A ênfase que, até aqui, as organizações multilaterais, as empresas e os governos colocam em ampliar a eficiência no uso dos recursos vem tendo como contrapartida aquilo que os especialistas chamam de efeito ricochete ou efeito rebote: os exemplos das latinhas de refrigerantes e de cerveja e dos celulares citados acima (aos quais se pode acrescentar os do cimento e inúmeros outros produtos) mostram que as inovações tecnológicas que conduzem à diminuição na quantidade de materiais contidos em cada unidade dos produtos tendem a baratear seus preços, a aumentar seu consumo e, portanto, a ampliar, em termos absolutos, a extração de materiais dos quais os produtos dependem.

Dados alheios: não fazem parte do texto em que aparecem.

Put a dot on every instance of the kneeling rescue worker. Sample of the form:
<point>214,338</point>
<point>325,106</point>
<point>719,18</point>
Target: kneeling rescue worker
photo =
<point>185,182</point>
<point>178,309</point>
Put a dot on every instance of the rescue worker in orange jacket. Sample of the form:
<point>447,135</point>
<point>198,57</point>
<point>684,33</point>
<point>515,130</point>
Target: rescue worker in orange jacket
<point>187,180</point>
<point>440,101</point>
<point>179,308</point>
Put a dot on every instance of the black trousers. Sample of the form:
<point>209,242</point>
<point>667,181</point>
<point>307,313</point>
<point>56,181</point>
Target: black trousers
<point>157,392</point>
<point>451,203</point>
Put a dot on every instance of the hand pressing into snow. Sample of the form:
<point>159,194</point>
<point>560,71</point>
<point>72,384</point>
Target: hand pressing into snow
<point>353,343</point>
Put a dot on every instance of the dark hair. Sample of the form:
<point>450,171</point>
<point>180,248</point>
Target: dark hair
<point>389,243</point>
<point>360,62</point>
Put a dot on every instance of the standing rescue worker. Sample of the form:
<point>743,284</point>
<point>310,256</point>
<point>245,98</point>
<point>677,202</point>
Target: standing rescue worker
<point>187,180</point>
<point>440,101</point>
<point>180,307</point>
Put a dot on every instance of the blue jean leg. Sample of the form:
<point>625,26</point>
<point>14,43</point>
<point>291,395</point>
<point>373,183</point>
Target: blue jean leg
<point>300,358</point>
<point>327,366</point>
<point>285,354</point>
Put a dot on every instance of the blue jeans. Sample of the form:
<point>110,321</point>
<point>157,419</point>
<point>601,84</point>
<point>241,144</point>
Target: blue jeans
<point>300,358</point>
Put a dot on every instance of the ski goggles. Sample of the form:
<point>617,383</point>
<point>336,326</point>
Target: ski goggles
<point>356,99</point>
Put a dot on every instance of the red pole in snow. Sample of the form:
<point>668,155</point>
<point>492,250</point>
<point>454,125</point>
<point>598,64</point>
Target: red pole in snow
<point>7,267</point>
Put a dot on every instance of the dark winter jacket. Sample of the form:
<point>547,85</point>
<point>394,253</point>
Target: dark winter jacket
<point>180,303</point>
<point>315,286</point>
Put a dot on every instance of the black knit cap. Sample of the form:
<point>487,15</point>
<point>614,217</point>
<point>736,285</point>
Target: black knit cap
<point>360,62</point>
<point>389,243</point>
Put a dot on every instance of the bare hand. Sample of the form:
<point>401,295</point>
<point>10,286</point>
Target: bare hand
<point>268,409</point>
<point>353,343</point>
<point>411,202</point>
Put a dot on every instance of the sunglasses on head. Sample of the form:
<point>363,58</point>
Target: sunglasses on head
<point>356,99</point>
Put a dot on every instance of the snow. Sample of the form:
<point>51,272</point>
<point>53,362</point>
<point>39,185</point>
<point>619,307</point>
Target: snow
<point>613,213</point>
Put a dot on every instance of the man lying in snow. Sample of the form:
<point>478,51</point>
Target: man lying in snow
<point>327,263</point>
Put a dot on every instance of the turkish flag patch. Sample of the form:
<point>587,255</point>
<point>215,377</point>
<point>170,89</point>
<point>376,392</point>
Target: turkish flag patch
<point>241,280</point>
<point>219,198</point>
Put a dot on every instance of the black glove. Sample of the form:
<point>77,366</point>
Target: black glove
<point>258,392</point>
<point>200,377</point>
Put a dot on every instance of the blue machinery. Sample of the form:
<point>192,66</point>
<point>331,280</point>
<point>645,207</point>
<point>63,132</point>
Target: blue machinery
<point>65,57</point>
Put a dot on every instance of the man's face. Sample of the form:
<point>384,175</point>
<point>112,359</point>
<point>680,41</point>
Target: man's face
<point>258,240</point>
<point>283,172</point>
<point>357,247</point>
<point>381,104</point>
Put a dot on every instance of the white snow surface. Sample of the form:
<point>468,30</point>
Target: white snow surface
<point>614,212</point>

Não se trata de negar a importância da eficiência e sim de constatar que ter nela o objetivo central das políticas socioambientais não reduzirá a pressão que o uso dos recursos exerce sobre os serviços ecossistêmicos dos quais a própria vida depende.

Conclusão

É totalmente ilusória a ideia de que a luta contra as desigualdades consiste em elevar a pegada material dos países e das pessoas mais pobres ao nível dos que estão no topo da pirâmide social. Os dados do último relatório do IRP/UNEP mostram que tal caminho só faria acelerar a destruição dos serviços ecossistêmicos que os atuais padrões de produção e consumo vêm provocando. Daí vem a ideia de explosão contida no título do trabalho do IRP/UNEP. E é por isso que ele propõe que se altere o foco da transição da eficiência para a suficiência.

É verdade que os caminhos para obter eficiência estão relativamente bem traçados e é neles que se concentram os esforços atuais da esmagadora maioria das empresas, dos governos e mesmo das organizações multilaterais. Já as rotas para que se reduza a pegada material, o que passa, antes de tudo, pela diminuição das desigualdades no uso dos recursos, nem de longe estão desenhadas. Enfrentar este dilema deveria ser tema central do multilateralismo global.